Monday, 5 June 2023

Agar agar

Years ago The Boy came back from his year in New Zealand and stopped off in Bali because it was there: on the way, like. He even fell in with a French girl with whom he sustained a long distance relationship - London / Montpellier - for a while. But beyond "Indonesia", I might have been hard-put to locate Bali within the archipelago. It turns out that it's the island immediately to the East of Java and only a 4km ferry journey from the larger island. It takes 45 minutes from Ketapang in Java and Gilimanuk in Bali and costs 6,500 IDR one way which is about 50c US!

It's a wider passage to the next island, Lombok, and the intervening strait is much more significant because the Wallace Line [prev] funnels straight through it.
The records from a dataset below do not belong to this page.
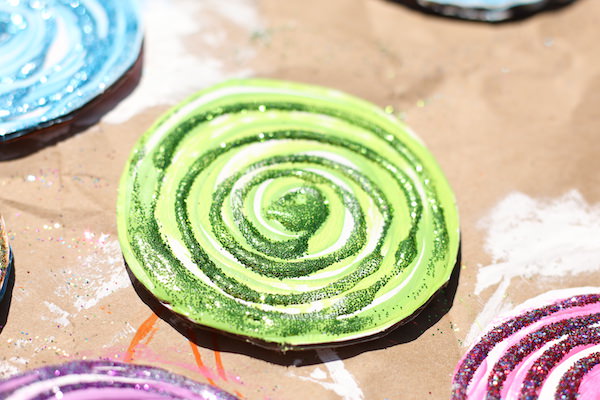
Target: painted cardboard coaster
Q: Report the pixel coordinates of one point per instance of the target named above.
(288, 214)
(487, 10)
(58, 55)
(548, 348)
(105, 380)
(5, 258)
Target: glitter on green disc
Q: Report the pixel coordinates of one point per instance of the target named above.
(289, 214)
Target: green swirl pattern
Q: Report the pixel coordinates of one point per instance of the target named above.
(288, 214)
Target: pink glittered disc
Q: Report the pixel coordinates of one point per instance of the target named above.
(548, 348)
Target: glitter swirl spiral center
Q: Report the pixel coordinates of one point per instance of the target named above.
(58, 55)
(285, 213)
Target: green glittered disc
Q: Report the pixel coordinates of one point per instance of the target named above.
(289, 214)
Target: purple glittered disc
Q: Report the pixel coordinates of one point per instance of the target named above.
(106, 380)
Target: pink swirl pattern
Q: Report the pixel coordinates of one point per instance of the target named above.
(548, 348)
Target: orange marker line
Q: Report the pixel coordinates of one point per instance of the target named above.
(199, 362)
(218, 360)
(143, 331)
The Wallace Line marks a major change in the flora and especially the fauna between Asia vs Wallacea, a transitional zone between Asia and Australia [lorra marsupials, Eucalyptus etc.]. If you look closely at the map [L] filched from Wikipedia, you'll see that the line [carelessly] cuts right across an island on the Bali side of the strait. That can't be correct, and it turns out that there are three islands- Nusa Lembongan, Nusa Penida and Nusa Ceningan - not just one; although they are all in the same administrative district . . . and on the Asian side of the Wallace Line.

I think it's probably fair to say that nobody who lives on Nusa Lembongan cares tuppence about how close they are to the biogeographical delimiter. They are much more interested in scrabbling together enough to send the kids to school in shoes and have a few beers on the weekend. The island is, literally, a tropical paradise IF you rock up with some hard currency which, as we see from the ferry price above, goes a long way. A few beers all week long, indeed. Someone has to serve those beers and rent out surf-boards and so there is a living to be made from tourism.

During the pandemic, however, tourists dried up and blew away and local entrepreneurs returned to their previous vocation of farming sea weed. In particular the red algae Eucheuma cottonii and E. spinosum. The islands of Lembongan and Ceningan are separated by a shallow tidal lagoon and currently drone-footage shows the sea-bottom is carved up into roughly rectangular patches of different colours depending on how recently the algae has been harvested. It's a bit precarious because the whole area could be tossed to buggery if/when a powerful tropical cyclone passes through. But depending on the global market place for carageenan seaweed can be part of the local economy as well as supplying sunscreen to beach-bums.

It wasn't ever thus! Before the sea was farmed it was fished and however the commons were distributed then, it surely wasn't dependent on a rectangular grid.

Carageenan is widely used as a stabilizer, thickener, gelling agent, emulsifier, and protective colloid which prevents crystallization when a paste is desired. The gloop is widely used in the food industry, medicine, microbiology [Petri dishes] cosmetics, textiles, paints, toothpaste . . . so many emulsions in tins and tubes across the developed world.